Tembo, Kwasu (2019) Staying Awake in the Psychetecture of the City : Surveillance, Architecture and Control in Miracleman and Mister X. In: Surveillance, Architecture and Control : Discourses on Spatial Culture. Palgrave Macmillan, pp. 57-76. ISBN 9783030003708
Full text not available from this repository.Abstract
The concept of society-as-a-petri dish in which a specific population, group, or topological space with heterotopic qualities, as well as the attendant ideas of surveillance and paranoia, has been addressed in numerous works of contemporary fiction and science fiction.
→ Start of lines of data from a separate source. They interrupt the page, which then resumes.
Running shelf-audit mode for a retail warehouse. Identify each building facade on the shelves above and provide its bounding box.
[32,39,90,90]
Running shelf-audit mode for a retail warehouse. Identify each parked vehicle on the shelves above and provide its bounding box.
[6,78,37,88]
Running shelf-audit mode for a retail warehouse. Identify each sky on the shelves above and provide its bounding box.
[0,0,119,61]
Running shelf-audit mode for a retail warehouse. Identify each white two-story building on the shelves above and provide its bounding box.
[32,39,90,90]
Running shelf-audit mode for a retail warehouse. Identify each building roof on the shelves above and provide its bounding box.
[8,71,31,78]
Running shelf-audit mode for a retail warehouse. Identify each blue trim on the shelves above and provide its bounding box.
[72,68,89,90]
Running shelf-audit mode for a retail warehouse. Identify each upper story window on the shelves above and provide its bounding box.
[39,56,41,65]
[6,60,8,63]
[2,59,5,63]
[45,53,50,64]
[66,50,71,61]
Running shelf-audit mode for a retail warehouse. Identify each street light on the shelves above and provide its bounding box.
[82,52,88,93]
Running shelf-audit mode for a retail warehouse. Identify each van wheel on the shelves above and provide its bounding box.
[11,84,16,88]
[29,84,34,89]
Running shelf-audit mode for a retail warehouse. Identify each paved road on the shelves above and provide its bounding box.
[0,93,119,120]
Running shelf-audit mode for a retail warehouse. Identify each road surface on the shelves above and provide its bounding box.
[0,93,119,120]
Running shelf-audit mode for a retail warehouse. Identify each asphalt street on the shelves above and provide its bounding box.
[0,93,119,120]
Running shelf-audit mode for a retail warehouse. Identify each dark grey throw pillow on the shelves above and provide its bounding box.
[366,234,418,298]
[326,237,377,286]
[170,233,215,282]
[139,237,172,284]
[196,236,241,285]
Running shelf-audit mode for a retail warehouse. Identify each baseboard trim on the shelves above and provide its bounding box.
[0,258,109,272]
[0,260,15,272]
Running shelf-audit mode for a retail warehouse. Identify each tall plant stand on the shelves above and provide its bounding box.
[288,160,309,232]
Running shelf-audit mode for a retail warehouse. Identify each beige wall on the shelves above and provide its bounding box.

In terms of the relationships and tensions between the architectural and psycho-geographical effects of the city on hierarchies of power, the seeing contra being seen dyad at the core of surveillance praxes and the onto-existential biopowered influence exerted by the gaze on bodies, agencies, and identities, contemporary comic books do not receive as much scholarly attention as other manifestations of these ideas in other visual media. With a view to redressing this analytical deficit, this chapter will explore the abovementioned tensions that mediate the relationship between subjects and the architectural arrangements within which they exist and are reproduced citing two examples, namely, Neil Gaiman's Miracleman No. 21 (1991), illustrated by Mark Buckingham, and various stories from Dean Motter's Mister X (1984-2009) comics, as dialogic case studies.